Patria’s neural network is being used to model the lifecycles of structures belonging to the Finnish Air Force’s Hornet fighters. Growth in numerical modelling looks likely due to large data volumes and greater computing power.

Jarkko Tikka, Vice President, Product Development at Patria Aviation, comments that the world’s first computational model to be taken into operational use has helped to reduce the need to physically inspect Hornet fighters. “Hornets are a costly investment. Monitoring and anticipating their condition and performance are important both economically and in terms of guaranteeing flight safety,” he stresses. The obvious benefits of numerical modelling have also increased the interest of both the civil aviation sector and non-aviation segments. The development work underway for around almost fifteen years in Patria is gaining momentum from big data and higher computer speeds.
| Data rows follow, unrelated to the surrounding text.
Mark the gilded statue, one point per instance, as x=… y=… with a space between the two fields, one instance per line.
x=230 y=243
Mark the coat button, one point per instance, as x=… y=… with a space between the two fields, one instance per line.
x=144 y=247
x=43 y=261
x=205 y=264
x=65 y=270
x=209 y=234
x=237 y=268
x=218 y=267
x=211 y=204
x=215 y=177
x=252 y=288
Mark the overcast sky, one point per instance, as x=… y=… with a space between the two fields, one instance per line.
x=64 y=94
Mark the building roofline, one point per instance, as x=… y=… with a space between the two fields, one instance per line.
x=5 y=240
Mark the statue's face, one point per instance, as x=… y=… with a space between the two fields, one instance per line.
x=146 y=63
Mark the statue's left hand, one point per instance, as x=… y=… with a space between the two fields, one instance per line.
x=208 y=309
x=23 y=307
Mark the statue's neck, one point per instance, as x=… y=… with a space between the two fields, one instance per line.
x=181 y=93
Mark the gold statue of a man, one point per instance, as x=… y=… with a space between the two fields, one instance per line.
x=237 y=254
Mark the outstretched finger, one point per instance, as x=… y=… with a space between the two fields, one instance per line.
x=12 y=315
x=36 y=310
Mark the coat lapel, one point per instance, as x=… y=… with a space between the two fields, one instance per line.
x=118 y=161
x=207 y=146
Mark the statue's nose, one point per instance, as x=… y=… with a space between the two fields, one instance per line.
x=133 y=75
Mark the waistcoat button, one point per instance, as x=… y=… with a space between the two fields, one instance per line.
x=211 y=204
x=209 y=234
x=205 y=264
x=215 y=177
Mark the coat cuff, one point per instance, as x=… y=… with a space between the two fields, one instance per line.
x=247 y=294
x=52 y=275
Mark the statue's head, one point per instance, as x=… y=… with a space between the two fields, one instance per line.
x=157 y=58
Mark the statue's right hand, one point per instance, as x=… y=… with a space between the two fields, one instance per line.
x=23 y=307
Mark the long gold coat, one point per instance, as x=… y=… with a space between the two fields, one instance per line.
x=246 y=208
Due to large data masses, data is becoming easier to use, the number of parameters is growing and the share of human labour is falling. The use of numerical modelling to detect various abnormalities is likely to increase in the future. Tikka views self-learning maps, whereby complex phenomena can be clustered into visualisable groups to enable analysis, as one line of development. “Numerical modelling is progressing towards system-specific solutions. Thanks to big data, the starting points for this are good. The more digital source data we have available, the better and more efficient are the models we can develop,” says Tikka.